The Clackamas County battalion chief also set up portable water supply at the scene that holds 4,000 gallons of water.

The buildings and the rental house were a total loss, but firefighters were able to save the Redi Mix office building and a neighboring home in which a family is living.

“Everybody worked real hard to keep it from spreading,” Stafford said. “We saved the company’s  equipment that was parked nearby, so the business can continue.”

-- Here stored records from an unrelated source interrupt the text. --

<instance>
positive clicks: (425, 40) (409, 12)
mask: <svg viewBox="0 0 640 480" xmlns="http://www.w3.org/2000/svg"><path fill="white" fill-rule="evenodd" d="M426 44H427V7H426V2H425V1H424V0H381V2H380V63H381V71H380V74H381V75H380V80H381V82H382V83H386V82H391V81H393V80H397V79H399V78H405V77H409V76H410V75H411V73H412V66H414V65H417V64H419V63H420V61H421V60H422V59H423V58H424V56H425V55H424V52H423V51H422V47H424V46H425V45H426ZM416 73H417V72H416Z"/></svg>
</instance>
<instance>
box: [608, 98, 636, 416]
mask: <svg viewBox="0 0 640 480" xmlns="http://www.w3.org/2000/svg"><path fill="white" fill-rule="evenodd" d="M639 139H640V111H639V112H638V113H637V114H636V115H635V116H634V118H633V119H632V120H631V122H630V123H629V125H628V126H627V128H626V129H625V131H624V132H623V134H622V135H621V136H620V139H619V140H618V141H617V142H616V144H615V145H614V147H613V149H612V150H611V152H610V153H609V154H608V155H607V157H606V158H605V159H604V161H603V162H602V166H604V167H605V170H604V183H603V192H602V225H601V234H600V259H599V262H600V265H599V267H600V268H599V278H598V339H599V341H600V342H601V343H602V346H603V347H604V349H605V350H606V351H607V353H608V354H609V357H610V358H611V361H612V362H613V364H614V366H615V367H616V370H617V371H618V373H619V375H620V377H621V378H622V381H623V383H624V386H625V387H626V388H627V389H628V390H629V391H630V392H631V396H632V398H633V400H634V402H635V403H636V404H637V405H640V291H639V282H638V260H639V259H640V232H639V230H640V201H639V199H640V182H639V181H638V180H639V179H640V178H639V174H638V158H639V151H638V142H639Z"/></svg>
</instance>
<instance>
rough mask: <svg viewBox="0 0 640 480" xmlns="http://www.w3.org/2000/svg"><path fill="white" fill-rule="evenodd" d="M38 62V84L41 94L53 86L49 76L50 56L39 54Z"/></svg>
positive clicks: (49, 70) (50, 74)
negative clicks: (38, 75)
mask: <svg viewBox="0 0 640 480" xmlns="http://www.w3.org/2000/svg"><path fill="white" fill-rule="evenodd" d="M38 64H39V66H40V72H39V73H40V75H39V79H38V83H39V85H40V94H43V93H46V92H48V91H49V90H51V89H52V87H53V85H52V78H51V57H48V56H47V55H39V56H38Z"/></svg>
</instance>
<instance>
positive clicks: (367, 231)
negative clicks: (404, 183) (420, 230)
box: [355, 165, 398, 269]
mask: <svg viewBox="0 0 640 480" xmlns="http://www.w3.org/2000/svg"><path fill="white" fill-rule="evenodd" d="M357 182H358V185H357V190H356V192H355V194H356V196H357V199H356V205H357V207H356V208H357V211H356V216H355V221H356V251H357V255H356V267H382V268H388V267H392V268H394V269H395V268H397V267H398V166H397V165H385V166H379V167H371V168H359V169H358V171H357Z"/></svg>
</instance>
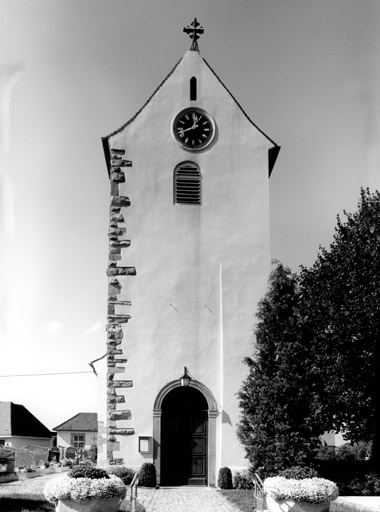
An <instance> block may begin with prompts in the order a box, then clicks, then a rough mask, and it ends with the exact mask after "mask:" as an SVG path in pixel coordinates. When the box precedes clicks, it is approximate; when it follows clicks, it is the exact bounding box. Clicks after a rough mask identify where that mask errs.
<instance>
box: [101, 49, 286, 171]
mask: <svg viewBox="0 0 380 512" xmlns="http://www.w3.org/2000/svg"><path fill="white" fill-rule="evenodd" d="M190 51H192V50H190ZM183 58H184V57H182V58H181V59H180V60H179V61H178V62H177V64H176V65H175V66H174V67H173V68H172V70H171V71H170V72H169V73H168V75H167V76H166V77H165V78H164V80H163V81H162V82H161V83H160V85H159V86H158V87H157V88H156V89H155V91H154V92H153V94H152V95H151V96H150V97H149V98H148V100H147V101H146V102H145V103H144V105H143V106H142V107H141V108H140V109H139V110H138V111H137V112H136V114H135V115H134V116H132V117H131V118H130V119H129V120H128V121H127V122H126V123H124V124H123V125H122V126H121V127H120V128H118V129H117V130H114V131H113V132H112V133H110V134H109V135H106V136H105V137H102V144H103V151H104V156H105V159H106V163H107V169H108V173H110V169H111V153H110V148H109V144H108V140H109V139H110V137H112V136H113V135H116V134H117V133H119V132H121V131H122V130H123V129H124V128H125V127H126V126H128V125H129V124H131V123H132V122H133V121H134V120H135V119H136V117H137V116H138V115H139V114H140V113H141V112H142V111H143V110H144V108H145V107H146V106H147V105H148V104H149V103H150V102H151V101H152V99H153V98H154V97H155V96H156V94H157V93H158V91H159V90H160V89H161V88H162V86H163V85H164V84H165V82H166V81H167V80H168V79H169V78H170V77H171V76H172V75H173V73H174V72H175V70H176V69H177V67H178V66H179V64H180V63H181V62H182V60H183ZM201 58H202V61H203V62H204V64H205V65H206V66H207V68H208V69H209V70H210V71H211V73H212V74H213V75H214V76H215V78H216V79H217V80H218V82H219V83H220V84H221V86H222V87H223V88H224V89H225V90H226V91H227V93H228V94H229V95H230V96H231V98H232V99H233V101H234V102H235V103H236V105H237V106H238V108H239V109H240V110H241V112H242V113H243V115H244V116H245V117H246V118H247V120H248V121H249V122H250V123H251V124H252V125H253V126H254V127H255V128H256V129H257V130H258V131H259V132H260V133H261V134H262V135H263V136H264V137H265V138H266V139H267V140H268V141H269V142H270V143H271V144H273V147H272V148H270V149H269V176H270V175H271V173H272V170H273V167H274V164H275V163H276V160H277V156H278V153H279V152H280V149H281V146H279V145H278V144H276V143H275V142H274V141H273V140H272V139H271V138H270V137H268V135H267V134H266V133H265V132H263V130H261V129H260V128H259V127H258V126H257V125H256V124H255V123H254V122H253V121H252V119H251V118H250V117H249V116H248V115H247V113H246V112H245V111H244V109H243V108H242V106H241V105H240V103H238V101H237V100H236V98H235V97H234V95H233V94H232V93H231V91H230V90H229V89H228V88H227V87H226V86H225V85H224V83H223V82H222V80H221V79H220V78H219V76H218V75H217V74H216V73H215V71H214V70H213V69H212V67H211V66H210V65H209V64H208V62H207V61H206V59H204V58H203V57H201Z"/></svg>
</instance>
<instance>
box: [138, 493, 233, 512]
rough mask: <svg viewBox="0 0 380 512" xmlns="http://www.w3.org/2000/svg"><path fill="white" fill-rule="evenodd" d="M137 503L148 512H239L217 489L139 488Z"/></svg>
mask: <svg viewBox="0 0 380 512" xmlns="http://www.w3.org/2000/svg"><path fill="white" fill-rule="evenodd" d="M137 501H138V502H140V503H141V504H142V505H143V506H144V507H145V508H146V512H237V511H238V510H239V509H238V508H237V507H235V506H234V505H233V504H232V503H230V502H228V501H227V500H226V498H225V497H224V496H222V495H221V494H220V493H219V492H218V491H217V490H216V489H212V488H210V487H175V488H165V487H163V488H162V487H160V488H159V489H144V488H142V487H139V488H138V491H137Z"/></svg>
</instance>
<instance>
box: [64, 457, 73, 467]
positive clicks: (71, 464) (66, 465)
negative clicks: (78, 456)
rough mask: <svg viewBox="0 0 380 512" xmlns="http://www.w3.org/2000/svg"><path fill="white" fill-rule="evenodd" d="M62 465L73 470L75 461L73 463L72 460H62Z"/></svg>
mask: <svg viewBox="0 0 380 512" xmlns="http://www.w3.org/2000/svg"><path fill="white" fill-rule="evenodd" d="M61 465H62V466H64V467H70V468H71V467H72V466H73V461H72V459H61Z"/></svg>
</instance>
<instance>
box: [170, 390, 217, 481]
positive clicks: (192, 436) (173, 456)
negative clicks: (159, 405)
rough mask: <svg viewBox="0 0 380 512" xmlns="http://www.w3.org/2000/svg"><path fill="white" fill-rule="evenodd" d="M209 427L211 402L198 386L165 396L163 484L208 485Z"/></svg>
mask: <svg viewBox="0 0 380 512" xmlns="http://www.w3.org/2000/svg"><path fill="white" fill-rule="evenodd" d="M205 406H206V408H205ZM207 427H208V412H207V402H206V400H205V398H204V397H203V395H202V394H201V393H200V392H199V391H197V390H196V389H192V388H176V389H174V390H173V391H172V392H171V393H169V395H168V396H167V397H166V398H165V399H164V402H163V405H162V418H161V484H162V485H207Z"/></svg>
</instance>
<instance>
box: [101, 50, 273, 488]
mask: <svg viewBox="0 0 380 512" xmlns="http://www.w3.org/2000/svg"><path fill="white" fill-rule="evenodd" d="M191 77H196V79H197V99H196V101H191V100H190V99H189V81H190V78H191ZM190 106H196V107H199V108H202V109H204V110H205V111H207V112H208V113H209V115H211V116H212V118H213V119H214V121H215V125H216V136H215V138H214V141H213V143H212V144H211V145H210V146H209V147H207V148H206V149H204V150H203V151H193V152H192V151H189V150H184V149H183V148H182V147H181V146H180V145H179V144H178V143H177V142H176V141H175V140H174V138H173V136H172V134H171V122H172V120H173V118H174V117H175V116H176V114H177V113H178V112H179V111H181V110H182V109H184V108H187V107H190ZM105 139H106V144H108V148H109V150H112V148H114V149H119V150H120V149H121V150H125V158H126V159H128V160H131V161H132V167H128V168H125V169H123V171H124V172H125V178H126V180H125V183H122V184H120V186H119V190H120V192H119V193H120V195H122V196H127V197H128V198H129V199H130V200H131V206H130V207H129V208H124V209H122V210H123V211H122V213H123V216H124V217H125V226H126V229H127V235H126V237H127V238H129V239H130V240H131V246H130V247H129V248H127V249H125V250H123V254H122V259H121V261H119V262H118V263H117V265H118V266H134V267H135V268H136V275H135V276H120V277H118V280H119V281H120V283H121V286H122V294H121V295H120V297H119V298H121V299H124V300H128V301H131V303H132V305H131V306H130V307H129V308H128V311H126V309H125V307H124V308H123V309H121V308H120V313H123V314H125V313H127V314H130V315H131V320H130V321H129V322H128V323H127V324H124V327H123V331H124V339H123V344H122V347H123V357H125V358H127V359H128V362H127V363H126V364H124V365H122V366H123V367H124V368H125V372H124V373H117V375H116V377H115V378H117V379H118V380H122V379H126V380H131V381H132V382H133V387H131V388H127V389H124V390H123V389H122V390H120V391H119V393H120V394H122V395H124V397H125V403H124V404H117V406H116V409H117V410H124V409H125V408H128V409H129V410H130V411H131V419H130V420H122V421H118V422H116V423H117V427H118V428H133V429H134V432H135V433H134V434H133V435H127V436H116V437H117V442H118V443H120V445H119V450H117V451H114V453H113V457H114V458H122V459H123V460H124V463H125V464H127V465H128V466H131V467H134V468H136V469H137V468H139V467H140V466H141V464H142V463H144V462H146V461H155V462H156V463H157V460H154V459H155V458H156V454H154V453H153V451H152V452H151V453H149V454H141V453H139V451H138V437H139V436H147V437H150V438H152V437H153V436H155V437H157V432H154V419H153V415H154V409H155V406H157V404H158V403H159V399H158V397H159V394H160V393H163V394H165V391H164V390H165V389H169V388H170V386H171V385H172V384H171V383H173V382H174V383H175V382H177V383H178V382H179V381H178V379H179V377H180V376H181V375H182V374H183V371H184V367H187V369H188V371H189V374H190V375H191V377H192V383H195V384H196V385H197V387H198V389H203V390H204V392H205V394H207V393H208V394H209V398H210V401H209V406H210V404H211V402H212V403H213V404H214V405H215V411H213V416H214V417H213V418H212V419H211V420H210V421H209V429H211V430H212V431H211V430H209V437H208V442H209V458H212V460H211V459H210V460H209V464H208V467H209V473H208V484H213V483H215V482H216V479H217V473H218V470H219V468H220V467H222V466H229V467H230V468H231V469H238V468H239V469H241V468H243V467H246V466H247V465H248V464H247V460H246V459H245V453H244V449H243V448H242V446H241V445H240V444H239V441H238V439H237V437H236V424H237V422H238V419H239V409H238V400H237V397H236V393H237V392H238V390H239V388H240V386H241V383H242V381H243V379H244V378H245V376H246V375H247V367H246V366H245V365H244V363H243V358H244V357H246V356H251V355H252V352H253V343H254V336H253V329H254V324H255V313H256V309H257V304H258V302H259V300H260V299H261V298H262V297H263V295H264V293H265V290H266V286H267V279H268V275H269V272H270V246H269V191H268V186H269V185H268V178H269V176H268V169H269V163H268V155H269V151H270V150H271V149H274V150H276V149H277V151H278V150H279V147H278V146H276V144H275V143H274V142H273V141H271V140H270V139H269V138H268V137H267V136H266V135H265V134H264V133H263V132H262V131H260V129H258V128H257V127H256V126H255V125H254V124H253V123H252V122H251V121H250V119H249V118H248V117H247V116H246V114H245V113H244V112H243V110H242V109H241V107H240V106H239V105H238V104H237V103H236V101H235V100H234V99H233V97H232V96H231V94H230V93H229V91H228V90H227V89H226V88H225V87H224V86H223V84H222V83H221V82H220V80H219V79H218V77H217V76H216V75H215V74H214V72H213V71H212V70H211V69H210V68H209V66H208V65H207V63H206V62H205V61H204V60H203V59H202V57H201V55H200V54H199V52H198V51H189V52H187V53H186V54H185V55H184V57H183V59H182V60H181V61H180V62H179V63H178V65H177V66H176V67H175V69H174V70H173V72H172V73H171V74H170V75H169V76H168V77H167V79H166V81H165V82H164V83H163V84H162V85H161V87H160V88H159V89H158V90H157V91H156V93H155V94H154V95H153V97H152V98H151V99H150V100H149V101H148V102H147V104H146V105H145V106H144V107H143V108H142V109H141V111H140V112H139V113H138V115H136V116H135V117H134V118H132V120H131V121H129V122H128V123H127V124H126V125H124V126H123V127H122V128H120V129H119V130H117V131H116V132H114V133H113V134H111V135H110V136H109V137H107V138H105ZM276 154H277V153H276ZM186 161H189V162H193V163H196V164H197V165H198V166H199V167H200V169H201V172H202V204H201V205H183V204H173V171H174V169H175V167H176V166H177V165H178V164H180V163H182V162H186ZM102 382H104V381H102ZM178 385H179V384H178ZM102 389H103V390H104V389H105V384H104V383H103V384H102ZM101 402H102V403H101V406H100V411H99V420H100V421H103V422H104V423H105V424H106V423H107V419H106V404H105V403H104V402H105V395H104V393H103V399H102V400H101ZM155 404H156V405H155ZM155 412H156V416H157V415H158V416H159V411H158V412H157V411H155ZM158 416H157V417H158ZM155 421H157V420H155ZM157 428H158V434H160V432H159V428H160V427H159V426H158V427H157ZM156 442H157V443H158V445H159V439H158V440H157V439H156ZM98 455H99V460H101V459H102V457H103V459H104V458H105V450H104V449H102V446H99V454H98ZM157 471H158V473H159V471H160V468H159V467H157Z"/></svg>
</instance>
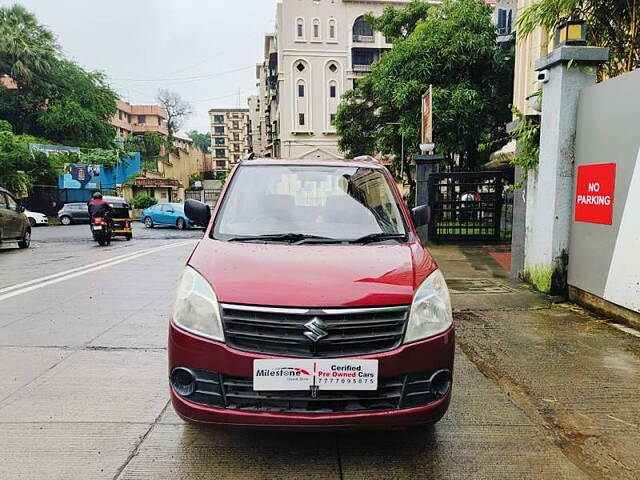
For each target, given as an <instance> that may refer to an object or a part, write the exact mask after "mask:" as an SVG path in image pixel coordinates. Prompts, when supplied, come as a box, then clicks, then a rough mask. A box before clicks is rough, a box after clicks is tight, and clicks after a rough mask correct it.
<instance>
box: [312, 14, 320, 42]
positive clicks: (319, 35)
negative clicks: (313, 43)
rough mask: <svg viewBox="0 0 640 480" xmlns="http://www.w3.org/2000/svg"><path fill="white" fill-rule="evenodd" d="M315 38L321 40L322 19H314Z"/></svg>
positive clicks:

Molalla Redi Mix owner and president Mitch Jorgensen said the fire was devastating to the company. “It’s very significant. We’re going to have a heck of a time now trying to maintain our trucks,” he told reporters. “And I mean all of our supplies were in there. The oils to maintain the fleet. It’s all gone. Our mechanic lost all his tools.”

Jorgensen said the company will still continue operations. He estimated a loss of about $375,000. “It’s a tragedy, but it’s also one of those bumps in the road,” he said. “Gotta pick up and try to move on.”


“The big thing is, if you go back five years, we had two tenders, 3,000 gallon and one with 1,800 gallons,” Everhart said. “Right now Canby is loaning us a water tender, but they can’t do that indefinitely. It limits their ability to respond and our ability to respond. If we had one tender, then Canby could have had two to respond. This has far reaching consequences.”

The broken down Molalla water tender was no longer compliant with standards, she said. The floor boards rusted out and the drive train was ready to go.  “It was a 30-year-old vehicle, and the mechanics told us it was not worth fixing,” she said. “It had mechanical problems and was not road-worthy.” 

The Molalla firefighters are asking local businesses to help purchase a tender with donations. “We’d put a logo on the side of the vehicle — we don’t have any pride,” Everhart said. “We are being proactive and innovative, but having trouble raising money for the water tender.” 

Chief Stafford said they’d go out for a loan if the fire district could afford the payments. He is, in fact, looking into taking out a loan to purchase a new fire tender. The basic, bare-bones cost for the vehicle would come to about $220,000. 

In the past few months, Everhart said, the district has gone after funding from a number of sources.

 “We have tried for every grant we can try to get,” Everhart said. “We’ve tried and tried again and we are still looking for every possible option.”